Basta - 13 mars 2018 - Le week-end dernier, lors d’une maraude dans les Alpes, à la recherche de migrants perdus dans le froid de l’hiver,
un citoyen a secouru une famille transie et épuisée. Il a donné aux deux jeunes enfants de 2 et 4 ans et à leurs parents de quoi se réchauffer. Puis, comprenant que la femme est enceinte de 8 mois et demi, il décide de l’emmener à l’hôpital. Arrêté en chemin par les douaniers, il se voit reprocher de transporter des personnes en situation irrégulières et il est sommé de se présenter à la Police aux frontières le mercredi 14 mars à 9h. Un rassemblement de soutien aura lieu ce même jour. Témoignage.

Samedi 10 mars 2018, Montgenèvre (station de ski située à la frontière franco-italienne à 1 800 mètres d’altitude, ndlr), aux alentours de 21h.

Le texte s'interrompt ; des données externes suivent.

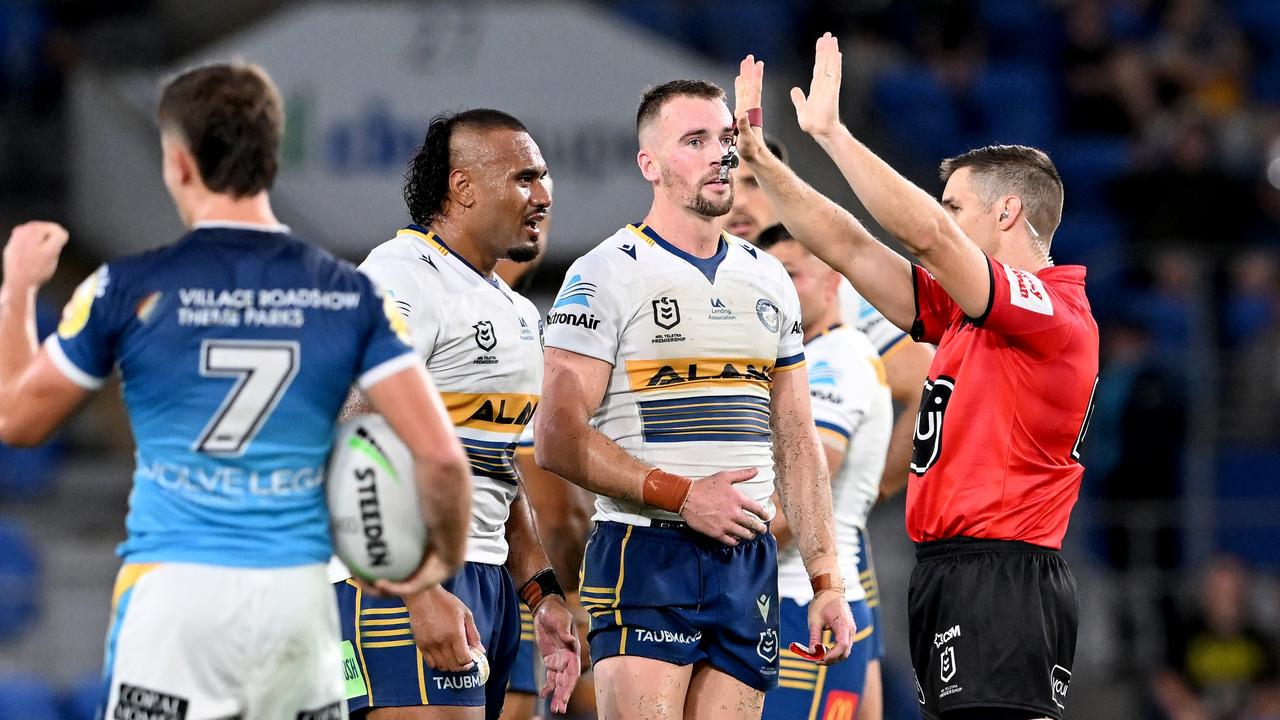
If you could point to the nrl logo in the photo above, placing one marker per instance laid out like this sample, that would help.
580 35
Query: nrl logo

Une maraude ordinaire comme il s’en passe tous les jours depuis le début de l’hiver. Au pied de l’obélisque, une famille de réfugiés marche dans le froid. La mère est enceinte. Elle est accompagnée de son mari et de ses deux enfants (2 et 4 ans). Ils viennent tout juste de traverser la frontière, les valises dans une main, les enfants dans l’autre, à travers la tempête. Nous sommes deux maraudeurs à les trouver là, désemparés, frigorifiés. La mère est complètement sous le choc, épuisée, elle ne peut plus mettre un pied devant l’autre.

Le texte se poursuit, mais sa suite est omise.